The author does not attempt to explain the Bosnian conflict nor does he particularly put events into context. This is a story of genocide rather than a history of the war. Central to the narrative is the work of Polish-American-Icelandic anthropologist Dr Ewa Kolowski and her obsessive quest to identify victims from their remains, usually clothing and bones.

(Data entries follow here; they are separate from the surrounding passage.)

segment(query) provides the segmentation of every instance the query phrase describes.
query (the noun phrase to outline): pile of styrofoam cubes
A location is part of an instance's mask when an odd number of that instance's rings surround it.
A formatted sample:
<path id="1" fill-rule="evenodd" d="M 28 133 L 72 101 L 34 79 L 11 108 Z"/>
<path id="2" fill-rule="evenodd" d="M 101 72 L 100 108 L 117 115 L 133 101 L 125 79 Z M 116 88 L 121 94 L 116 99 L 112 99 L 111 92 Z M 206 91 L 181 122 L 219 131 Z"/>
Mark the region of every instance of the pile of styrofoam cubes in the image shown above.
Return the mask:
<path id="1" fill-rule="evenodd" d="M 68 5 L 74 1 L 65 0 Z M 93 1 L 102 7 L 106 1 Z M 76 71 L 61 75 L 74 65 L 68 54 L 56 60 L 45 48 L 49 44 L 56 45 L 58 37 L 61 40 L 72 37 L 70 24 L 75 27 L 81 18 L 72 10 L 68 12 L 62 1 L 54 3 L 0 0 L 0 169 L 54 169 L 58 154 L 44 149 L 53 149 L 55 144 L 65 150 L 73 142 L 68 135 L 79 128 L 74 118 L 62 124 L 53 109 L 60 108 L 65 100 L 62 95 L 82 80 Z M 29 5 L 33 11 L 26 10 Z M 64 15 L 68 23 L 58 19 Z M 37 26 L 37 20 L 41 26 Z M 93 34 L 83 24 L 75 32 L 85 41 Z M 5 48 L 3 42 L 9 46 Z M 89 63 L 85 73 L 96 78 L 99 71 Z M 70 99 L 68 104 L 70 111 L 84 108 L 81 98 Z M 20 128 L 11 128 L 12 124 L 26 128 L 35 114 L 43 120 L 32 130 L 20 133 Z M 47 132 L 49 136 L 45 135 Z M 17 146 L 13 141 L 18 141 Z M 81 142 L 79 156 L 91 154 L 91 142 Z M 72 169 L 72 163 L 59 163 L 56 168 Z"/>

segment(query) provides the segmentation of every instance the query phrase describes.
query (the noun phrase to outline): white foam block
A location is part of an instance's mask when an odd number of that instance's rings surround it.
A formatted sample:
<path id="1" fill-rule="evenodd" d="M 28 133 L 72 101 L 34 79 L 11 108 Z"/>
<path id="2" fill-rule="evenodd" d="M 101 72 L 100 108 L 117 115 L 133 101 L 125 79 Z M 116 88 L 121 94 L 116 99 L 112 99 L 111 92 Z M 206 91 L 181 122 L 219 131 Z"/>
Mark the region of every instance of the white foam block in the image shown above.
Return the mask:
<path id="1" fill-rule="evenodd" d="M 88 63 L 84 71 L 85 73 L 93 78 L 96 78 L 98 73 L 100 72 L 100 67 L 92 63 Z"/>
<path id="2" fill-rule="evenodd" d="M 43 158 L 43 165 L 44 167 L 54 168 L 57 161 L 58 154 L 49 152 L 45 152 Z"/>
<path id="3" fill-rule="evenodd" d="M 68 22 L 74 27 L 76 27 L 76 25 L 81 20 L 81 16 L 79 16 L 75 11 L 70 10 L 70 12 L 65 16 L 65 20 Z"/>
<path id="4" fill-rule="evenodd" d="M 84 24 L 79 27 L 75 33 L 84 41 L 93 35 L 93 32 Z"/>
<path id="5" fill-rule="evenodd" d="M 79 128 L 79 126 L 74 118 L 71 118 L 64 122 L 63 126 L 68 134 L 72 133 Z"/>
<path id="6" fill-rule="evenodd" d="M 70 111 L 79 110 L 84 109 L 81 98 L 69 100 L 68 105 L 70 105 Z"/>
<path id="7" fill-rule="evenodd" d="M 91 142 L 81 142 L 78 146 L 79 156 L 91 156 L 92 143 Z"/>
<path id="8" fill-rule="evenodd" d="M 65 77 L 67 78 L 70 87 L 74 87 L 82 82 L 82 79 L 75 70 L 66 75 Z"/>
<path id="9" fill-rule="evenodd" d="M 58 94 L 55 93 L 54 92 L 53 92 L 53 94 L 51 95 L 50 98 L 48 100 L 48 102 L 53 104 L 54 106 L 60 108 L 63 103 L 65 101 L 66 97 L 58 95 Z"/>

Writing in spare, almost deadpan prose the author describes horror upon horror without explicit comment although in places his appalled outrage can clearly be felt. He doesn't go into great detail about what was done to the victims but his restraint makes the information he does share all the more hideous - the practice of shooting prisoners first through the pelvis "just in case" they tried to run from the real execution; old people too infirm to cross mountains to safety being left behind ("The abandoned old people did not need the food they had for long. Their throats were cut. Their bodies were torn apart by wolves that dragged their bones all over the district"); the awful story of Nebosja and Edna who had been boy- and girlfriend before the conflict and who became torturer and victim during it. Little is said about what he did to her but in two brief, icy sentences the outcome is described: "When he had finished Edna was barely alive. Today Nebosja B lives in Prijedor and works for the police." Later we learn that Edna was helped on to a bus and never seen again until her bones were identified.

The stories of people like Edna and Hasan, a popular, hardworking vet who killed himself with a grenade rather than fall into Serbian hands, will linger long in the memory. Like Eating a Stone is a masterpiece which shows with frightening clarity what happens when civilisation breaks down.